The USNS Comfort, equipped to carry as many as 1,000 hospital beds, 12 operating rooms and one of the largest trauma units in the United States, is expected to arrive in Puerto Rico by the middle of next week, according to Defense Department officials. It takes up to four days to load and prepare the vessel.
The vessel’s departure date was set a week after Hurricane Maria struck Puerto Rico and three days after former Democratic presidential nominee Hillary Clinton urged Republican U.S. President Donald Trump in a Twitter message to deploy the ship.
Trump and Defense Secretary James Mattis “should send the Navy, including the USNS Comfort, to Puerto Rico now. These are American citizens,” Clinton, who served as secretary of state under Trump’s predecessor, Democrat Barack Obama, tweeted on Sunday.
Critics of Trump’s disaster response in Puerto Rico seized on the Clinton tweet, launching a petition on the website Change.org that drew some 260,000 supporters for the idea and igniting a #SendtheComfort social media campaign.
The Pentagon did not explain why the vessel was not dispatched sooner or say whether Clinton’s admonition was a factor.
But a Defense Department official, speaking on condition of anonymity, said earlier this week that the Comfort was not deployed before then because the Federal Emergency Management Administration (FEMA), which is overseeing disaster relief on the island, had not requested it.
Asked why the Comfort had not been prepositioned in case of a deployment request, the official said weather conditions in the Caribbean and the incoming hurricane would have made it difficult.
Maria, the most powerful hurricane to strike Puerto Rico in nearly a century, cut a swath of destruction across the island last Wednesday with roof-ripping winds, torrential rains and pounding surf.
The storm claimed at least 16 lives on the island, knocked out the territory’s entire power grid, unleashed severe flooding and caused widespread heavy damage to homes and infrastructure. Governor Ricardo Rossello called it an unprecedented disaster for the island.

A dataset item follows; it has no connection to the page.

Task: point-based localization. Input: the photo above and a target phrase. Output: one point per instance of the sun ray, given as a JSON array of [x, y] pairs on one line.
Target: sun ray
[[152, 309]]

Medical facilities were especially hard hit, many of them left wind-damaged, flooded and short-staffed. A majority of the island’s 69 hospitals were without electricity or fuel needed to run backup generators, according to a Defense Department assessment.
The 890-foot (270-meter) Comfort, originally designed to treat U.S. troops wounded in combat, has taken on a secondary mission during the past decade as a major asset for the Navy to deploy in response to natural disasters.
Its last civilian relief assignment was in Haiti following a devastating earthquake there in January 2010. The Comfort also was dispatched to the Gulf of Mexico after Hurricane Katrina in 2005, and was sent on months-long goodwill humanitarian missions through Latin America and the Caribbean in 2007 and 2011.
The ship, equipped with a large helipad, typically anchors offshore and takes aboard patients ferried to the vessel from land by helicopter or small boats.
The Comfort will not be the only Navy ship sent to Puerto Rico. Two amphibious ships were previously deployed there - the USS Kearsarge and the USS Oak Hill.